Primo disco verde per la direttissima Milano-Brescia

Confermati al ministero dei Lavori pubblici i contratti decisi tra Anas e BreBeMi spa. Venerdì il «verdetto» finale

Marcello Chirico

Il primo esame è stato superato, seppur con un po’ di fatica. Adesso però bisognerà passare la prova più dura e definitiva: se andrà bene anche quella, la BreBeMi - la direttissima autostradale che collegherà Milano a Brescia - si farà per davvero. Nonostante i costi aumentati esponenzialmente soltanto nell’ultimo anno e passati da 866 a 1.580 milioni di euro. Qualcosa come tremila miliardi di vecchie lire per un’autostrada di 50 chilometri scarsi che in parte coprirà BancaIntesa per effetto dell’originario project-financing e, per l’altra metà (i cosidetti «costi aggiuntivi») Anas. Per BreBeMi l’esame di maturità è iniziato ieri pomeriggio a Roma, al ministero dei Lavori pubblici, dove si è svolta la riunione del pre-Cipe (Comitato interministeriale per la programmazione economica), praticamente la seduta preparatoria a quella del Comitato vero e proprio prevista per venerdì. Stesso luogo, stessa ora, stessi attori. Al Pirellone si augurano con lo stesso finale di ieri, vale a dire col primo disco verde ricevuto dal piano finanziario previsto per la grande opera. Dopo un effervescente dibattito e un braccio di ferro con la Ragioneria dello Stato, BreBeMi ha superato il primo scoglio: sono stati confermati infatti i termini contrattuali pattuiti nei giorni scorsi tra Anas e BreBeMi spa nella gara, con l’azienda statale che ha confermato la propria disponibilità a coprire i costi determinati dalle opere integrative.
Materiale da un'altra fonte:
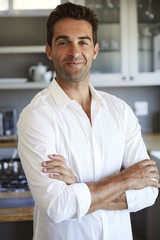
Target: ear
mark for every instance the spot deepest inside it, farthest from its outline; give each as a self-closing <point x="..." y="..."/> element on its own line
<point x="96" y="50"/>
<point x="48" y="51"/>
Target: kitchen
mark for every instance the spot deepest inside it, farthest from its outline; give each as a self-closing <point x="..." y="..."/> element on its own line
<point x="133" y="76"/>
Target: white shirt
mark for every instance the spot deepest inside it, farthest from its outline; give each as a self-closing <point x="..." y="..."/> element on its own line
<point x="54" y="124"/>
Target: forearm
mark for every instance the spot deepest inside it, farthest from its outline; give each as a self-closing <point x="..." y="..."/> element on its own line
<point x="108" y="194"/>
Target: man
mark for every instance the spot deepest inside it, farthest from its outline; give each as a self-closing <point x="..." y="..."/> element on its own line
<point x="96" y="169"/>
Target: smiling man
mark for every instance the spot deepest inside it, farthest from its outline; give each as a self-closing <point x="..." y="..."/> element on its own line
<point x="82" y="149"/>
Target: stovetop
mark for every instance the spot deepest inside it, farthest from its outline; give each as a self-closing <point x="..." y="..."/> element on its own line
<point x="12" y="177"/>
<point x="14" y="185"/>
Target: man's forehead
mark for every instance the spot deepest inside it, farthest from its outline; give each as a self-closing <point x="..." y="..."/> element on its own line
<point x="69" y="26"/>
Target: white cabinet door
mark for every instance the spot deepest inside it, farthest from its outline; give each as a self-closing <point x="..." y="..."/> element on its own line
<point x="147" y="42"/>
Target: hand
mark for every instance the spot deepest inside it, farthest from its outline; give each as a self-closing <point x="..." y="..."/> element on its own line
<point x="58" y="169"/>
<point x="141" y="175"/>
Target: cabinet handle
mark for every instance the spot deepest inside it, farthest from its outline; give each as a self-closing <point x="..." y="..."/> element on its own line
<point x="124" y="78"/>
<point x="131" y="78"/>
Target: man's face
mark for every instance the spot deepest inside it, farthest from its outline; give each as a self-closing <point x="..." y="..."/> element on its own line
<point x="72" y="50"/>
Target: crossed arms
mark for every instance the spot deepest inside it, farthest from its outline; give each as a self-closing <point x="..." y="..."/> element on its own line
<point x="109" y="192"/>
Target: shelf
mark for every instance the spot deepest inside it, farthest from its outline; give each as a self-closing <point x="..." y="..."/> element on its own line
<point x="8" y="144"/>
<point x="25" y="86"/>
<point x="22" y="49"/>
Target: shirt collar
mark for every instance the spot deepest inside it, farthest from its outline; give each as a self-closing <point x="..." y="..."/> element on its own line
<point x="59" y="95"/>
<point x="61" y="98"/>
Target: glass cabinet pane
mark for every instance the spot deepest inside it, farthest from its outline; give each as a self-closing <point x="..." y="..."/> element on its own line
<point x="109" y="57"/>
<point x="148" y="35"/>
<point x="109" y="36"/>
<point x="4" y="5"/>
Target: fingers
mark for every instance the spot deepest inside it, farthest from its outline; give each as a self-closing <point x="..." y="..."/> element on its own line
<point x="58" y="169"/>
<point x="142" y="174"/>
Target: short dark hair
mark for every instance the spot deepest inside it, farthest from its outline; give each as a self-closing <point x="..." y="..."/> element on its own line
<point x="70" y="10"/>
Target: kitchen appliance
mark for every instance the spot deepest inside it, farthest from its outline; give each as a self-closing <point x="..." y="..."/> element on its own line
<point x="8" y="125"/>
<point x="12" y="177"/>
<point x="39" y="73"/>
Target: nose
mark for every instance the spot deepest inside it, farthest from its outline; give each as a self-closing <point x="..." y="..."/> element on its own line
<point x="74" y="50"/>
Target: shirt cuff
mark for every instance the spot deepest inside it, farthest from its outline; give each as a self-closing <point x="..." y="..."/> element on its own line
<point x="142" y="198"/>
<point x="83" y="197"/>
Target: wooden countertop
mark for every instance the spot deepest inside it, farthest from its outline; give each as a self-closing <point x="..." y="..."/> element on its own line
<point x="152" y="141"/>
<point x="16" y="214"/>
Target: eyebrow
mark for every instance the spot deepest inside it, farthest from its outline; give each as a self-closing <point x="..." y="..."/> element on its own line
<point x="66" y="37"/>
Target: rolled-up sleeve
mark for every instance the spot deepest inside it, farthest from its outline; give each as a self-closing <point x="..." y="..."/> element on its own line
<point x="55" y="199"/>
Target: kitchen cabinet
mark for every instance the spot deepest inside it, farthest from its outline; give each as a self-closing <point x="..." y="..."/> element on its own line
<point x="128" y="36"/>
<point x="128" y="39"/>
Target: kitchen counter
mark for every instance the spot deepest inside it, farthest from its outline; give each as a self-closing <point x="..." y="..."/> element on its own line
<point x="16" y="213"/>
<point x="152" y="141"/>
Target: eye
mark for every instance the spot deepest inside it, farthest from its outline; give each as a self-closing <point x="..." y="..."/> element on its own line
<point x="84" y="43"/>
<point x="62" y="43"/>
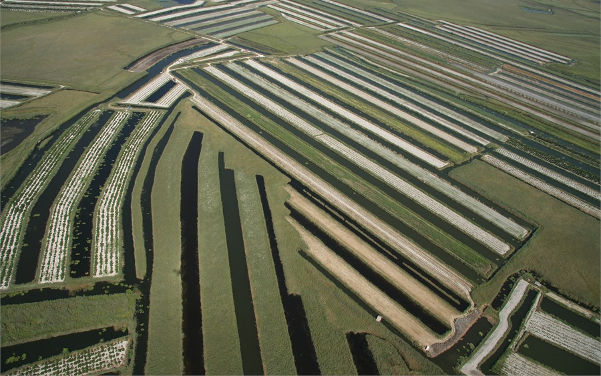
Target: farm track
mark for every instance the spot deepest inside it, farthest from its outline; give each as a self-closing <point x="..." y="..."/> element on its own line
<point x="384" y="231"/>
<point x="60" y="226"/>
<point x="564" y="336"/>
<point x="417" y="292"/>
<point x="470" y="368"/>
<point x="107" y="240"/>
<point x="367" y="292"/>
<point x="394" y="110"/>
<point x="13" y="215"/>
<point x="148" y="61"/>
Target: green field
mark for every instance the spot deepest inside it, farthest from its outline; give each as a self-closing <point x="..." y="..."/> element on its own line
<point x="32" y="321"/>
<point x="76" y="56"/>
<point x="82" y="56"/>
<point x="283" y="38"/>
<point x="564" y="250"/>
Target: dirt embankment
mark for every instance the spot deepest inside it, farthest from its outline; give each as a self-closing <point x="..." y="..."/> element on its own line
<point x="154" y="57"/>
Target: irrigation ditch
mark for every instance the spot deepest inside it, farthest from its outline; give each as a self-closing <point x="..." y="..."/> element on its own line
<point x="385" y="215"/>
<point x="81" y="251"/>
<point x="191" y="301"/>
<point x="143" y="303"/>
<point x="21" y="354"/>
<point x="36" y="226"/>
<point x="243" y="302"/>
<point x="303" y="350"/>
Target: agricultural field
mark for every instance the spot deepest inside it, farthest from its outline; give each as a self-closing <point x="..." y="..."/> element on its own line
<point x="300" y="187"/>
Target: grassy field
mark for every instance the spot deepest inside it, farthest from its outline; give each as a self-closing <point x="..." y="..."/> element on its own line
<point x="60" y="106"/>
<point x="165" y="329"/>
<point x="572" y="29"/>
<point x="283" y="38"/>
<point x="386" y="356"/>
<point x="330" y="312"/>
<point x="275" y="344"/>
<point x="564" y="250"/>
<point x="70" y="53"/>
<point x="220" y="330"/>
<point x="33" y="321"/>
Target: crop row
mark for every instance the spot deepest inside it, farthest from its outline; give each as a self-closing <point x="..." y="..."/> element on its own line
<point x="427" y="104"/>
<point x="206" y="52"/>
<point x="13" y="224"/>
<point x="93" y="360"/>
<point x="313" y="20"/>
<point x="543" y="186"/>
<point x="357" y="10"/>
<point x="60" y="226"/>
<point x="517" y="365"/>
<point x="183" y="13"/>
<point x="213" y="20"/>
<point x="385" y="232"/>
<point x="433" y="117"/>
<point x="394" y="110"/>
<point x="566" y="89"/>
<point x="499" y="42"/>
<point x="234" y="24"/>
<point x="560" y="334"/>
<point x="107" y="243"/>
<point x="331" y="121"/>
<point x="365" y="290"/>
<point x="432" y="205"/>
<point x="594" y="193"/>
<point x="146" y="90"/>
<point x="490" y="43"/>
<point x="38" y="7"/>
<point x="205" y="18"/>
<point x="368" y="126"/>
<point x="419" y="293"/>
<point x="540" y="75"/>
<point x="120" y="9"/>
<point x="171" y="96"/>
<point x="451" y="78"/>
<point x="559" y="100"/>
<point x="237" y="30"/>
<point x="196" y="4"/>
<point x="423" y="175"/>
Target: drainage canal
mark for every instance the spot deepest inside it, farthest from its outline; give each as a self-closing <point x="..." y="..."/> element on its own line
<point x="305" y="358"/>
<point x="192" y="315"/>
<point x="243" y="303"/>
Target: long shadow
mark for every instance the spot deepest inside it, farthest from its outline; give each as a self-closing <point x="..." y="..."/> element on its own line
<point x="36" y="227"/>
<point x="192" y="314"/>
<point x="83" y="222"/>
<point x="143" y="303"/>
<point x="362" y="356"/>
<point x="303" y="350"/>
<point x="438" y="326"/>
<point x="243" y="303"/>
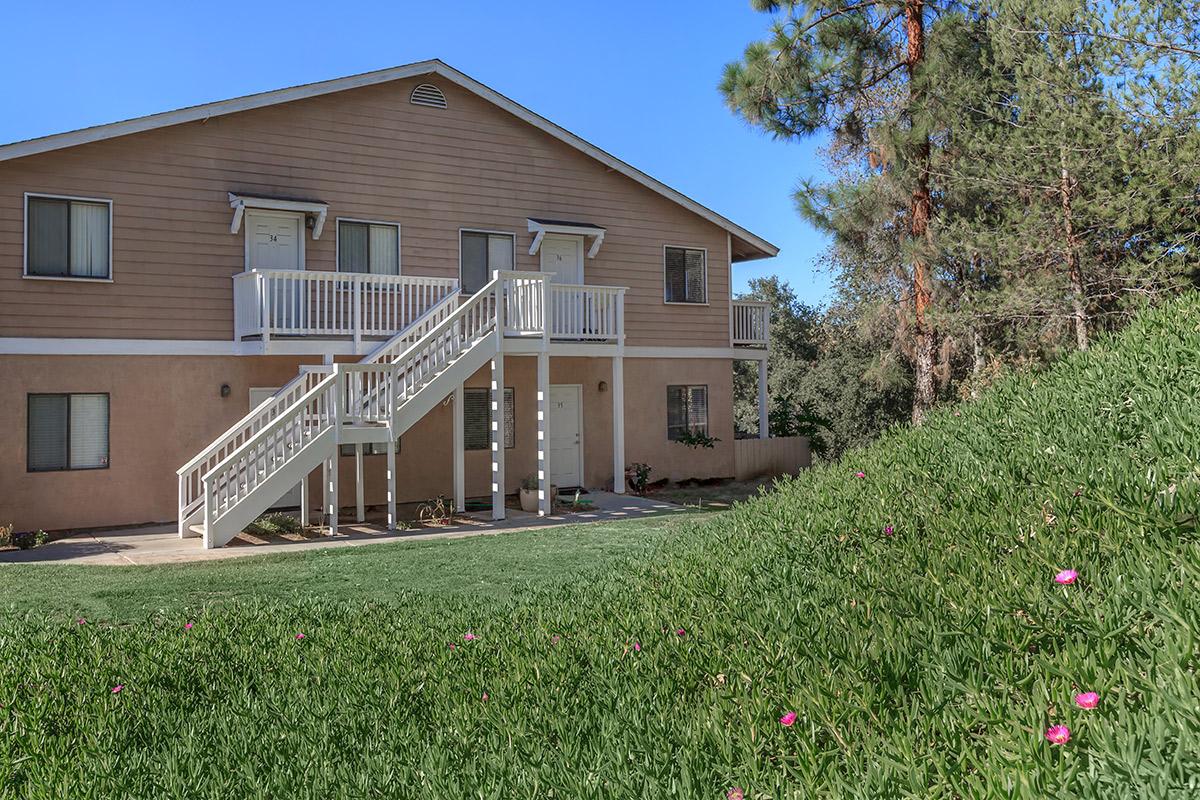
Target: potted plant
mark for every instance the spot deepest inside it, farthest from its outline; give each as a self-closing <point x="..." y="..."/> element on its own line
<point x="529" y="493"/>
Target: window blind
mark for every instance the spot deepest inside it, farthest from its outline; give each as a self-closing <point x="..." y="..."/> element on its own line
<point x="67" y="238"/>
<point x="67" y="432"/>
<point x="687" y="410"/>
<point x="367" y="247"/>
<point x="477" y="417"/>
<point x="684" y="275"/>
<point x="481" y="254"/>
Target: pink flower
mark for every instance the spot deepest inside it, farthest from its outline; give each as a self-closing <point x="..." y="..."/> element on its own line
<point x="1059" y="734"/>
<point x="1066" y="577"/>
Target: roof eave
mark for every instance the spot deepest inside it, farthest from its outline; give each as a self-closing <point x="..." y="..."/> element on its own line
<point x="250" y="102"/>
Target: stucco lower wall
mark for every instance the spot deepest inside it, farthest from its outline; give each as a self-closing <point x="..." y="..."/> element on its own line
<point x="165" y="409"/>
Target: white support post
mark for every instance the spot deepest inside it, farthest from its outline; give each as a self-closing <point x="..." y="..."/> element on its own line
<point x="618" y="425"/>
<point x="324" y="492"/>
<point x="460" y="467"/>
<point x="391" y="481"/>
<point x="359" y="506"/>
<point x="763" y="422"/>
<point x="545" y="501"/>
<point x="264" y="299"/>
<point x="358" y="316"/>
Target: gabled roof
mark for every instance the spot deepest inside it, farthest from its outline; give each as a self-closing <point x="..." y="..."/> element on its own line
<point x="749" y="247"/>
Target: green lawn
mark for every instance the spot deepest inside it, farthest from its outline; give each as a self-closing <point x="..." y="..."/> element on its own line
<point x="888" y="626"/>
<point x="480" y="566"/>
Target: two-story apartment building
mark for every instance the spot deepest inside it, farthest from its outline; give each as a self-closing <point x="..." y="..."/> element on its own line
<point x="367" y="290"/>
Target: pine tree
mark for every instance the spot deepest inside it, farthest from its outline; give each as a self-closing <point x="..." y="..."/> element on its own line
<point x="856" y="68"/>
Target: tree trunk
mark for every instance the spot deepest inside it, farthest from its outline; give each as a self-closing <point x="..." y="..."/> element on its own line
<point x="919" y="210"/>
<point x="1078" y="298"/>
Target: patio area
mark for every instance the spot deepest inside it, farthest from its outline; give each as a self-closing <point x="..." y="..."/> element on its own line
<point x="162" y="545"/>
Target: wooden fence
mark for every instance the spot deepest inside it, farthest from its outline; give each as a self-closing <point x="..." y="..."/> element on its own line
<point x="757" y="457"/>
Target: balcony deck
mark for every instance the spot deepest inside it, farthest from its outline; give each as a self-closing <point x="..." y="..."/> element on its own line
<point x="364" y="310"/>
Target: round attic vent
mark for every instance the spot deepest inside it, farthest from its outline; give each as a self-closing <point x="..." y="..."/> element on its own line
<point x="427" y="95"/>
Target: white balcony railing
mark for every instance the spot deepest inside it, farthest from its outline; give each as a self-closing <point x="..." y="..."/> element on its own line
<point x="587" y="312"/>
<point x="751" y="323"/>
<point x="331" y="305"/>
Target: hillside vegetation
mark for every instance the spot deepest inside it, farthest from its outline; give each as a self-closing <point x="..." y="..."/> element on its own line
<point x="909" y="618"/>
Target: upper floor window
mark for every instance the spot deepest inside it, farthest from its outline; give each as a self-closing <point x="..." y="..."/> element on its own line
<point x="67" y="432"/>
<point x="687" y="410"/>
<point x="685" y="272"/>
<point x="370" y="247"/>
<point x="67" y="238"/>
<point x="484" y="252"/>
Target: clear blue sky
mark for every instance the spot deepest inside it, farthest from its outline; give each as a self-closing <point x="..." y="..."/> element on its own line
<point x="633" y="77"/>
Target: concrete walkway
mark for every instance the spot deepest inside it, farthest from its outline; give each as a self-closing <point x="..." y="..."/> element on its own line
<point x="162" y="545"/>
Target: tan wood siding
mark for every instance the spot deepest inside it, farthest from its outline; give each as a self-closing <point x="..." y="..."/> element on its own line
<point x="369" y="154"/>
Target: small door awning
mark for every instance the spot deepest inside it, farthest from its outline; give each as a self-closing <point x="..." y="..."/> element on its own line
<point x="313" y="210"/>
<point x="586" y="229"/>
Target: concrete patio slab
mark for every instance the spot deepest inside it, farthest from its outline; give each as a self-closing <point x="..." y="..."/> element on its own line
<point x="162" y="545"/>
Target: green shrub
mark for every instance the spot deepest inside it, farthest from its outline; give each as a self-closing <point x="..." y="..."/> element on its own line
<point x="909" y="619"/>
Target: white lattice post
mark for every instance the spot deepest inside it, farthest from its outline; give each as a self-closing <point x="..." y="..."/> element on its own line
<point x="497" y="396"/>
<point x="460" y="467"/>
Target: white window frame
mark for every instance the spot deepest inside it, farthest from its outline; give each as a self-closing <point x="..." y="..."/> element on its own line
<point x="108" y="433"/>
<point x="24" y="265"/>
<point x="400" y="242"/>
<point x="678" y="302"/>
<point x="484" y="230"/>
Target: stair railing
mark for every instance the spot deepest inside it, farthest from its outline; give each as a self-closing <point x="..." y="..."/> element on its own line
<point x="191" y="489"/>
<point x="270" y="449"/>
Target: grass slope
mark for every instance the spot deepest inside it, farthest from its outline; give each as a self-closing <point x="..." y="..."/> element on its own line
<point x="923" y="663"/>
<point x="484" y="567"/>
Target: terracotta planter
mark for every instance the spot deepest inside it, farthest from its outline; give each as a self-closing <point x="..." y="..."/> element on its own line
<point x="529" y="499"/>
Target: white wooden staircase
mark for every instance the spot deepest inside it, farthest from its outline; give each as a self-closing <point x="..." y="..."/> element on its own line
<point x="280" y="443"/>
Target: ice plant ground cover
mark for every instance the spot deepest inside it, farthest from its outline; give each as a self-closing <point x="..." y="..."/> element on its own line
<point x="930" y="662"/>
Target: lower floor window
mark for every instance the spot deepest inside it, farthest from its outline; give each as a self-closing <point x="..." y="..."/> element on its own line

Questo grazie ad una soluzione innovativa di project-financing, che prevede la riscossione diretta da parte di Anas di un incremento tariffario sui futuri pedaggi. Nonostante quest’incremento (pari al 70%), dal Pirellone garantiscono che i costi di percorrenza rimarranno competitivi.
«È stato un confronto non da poco, talvolta anche duro - ha confermato l’assessore regionale ai Trasporti, Alessandro Moneta -, ma la nostra concretezza tutta lombarda, che ci porta a valutare i risultati piuttosto che le divergenze, ci fa essere soddisfatti e soprattutto fiduciosi in vista della riunione definitiva di venerdì. È stata comunque fondamentale la collaborazione dei ministeri dell’Economia e delle Infrastrutture, in particolare la sensibilità del viceministro ai trasporti Martinat che ha dimostrato un’attenzione straordinaria a tutte le nostre problematiche».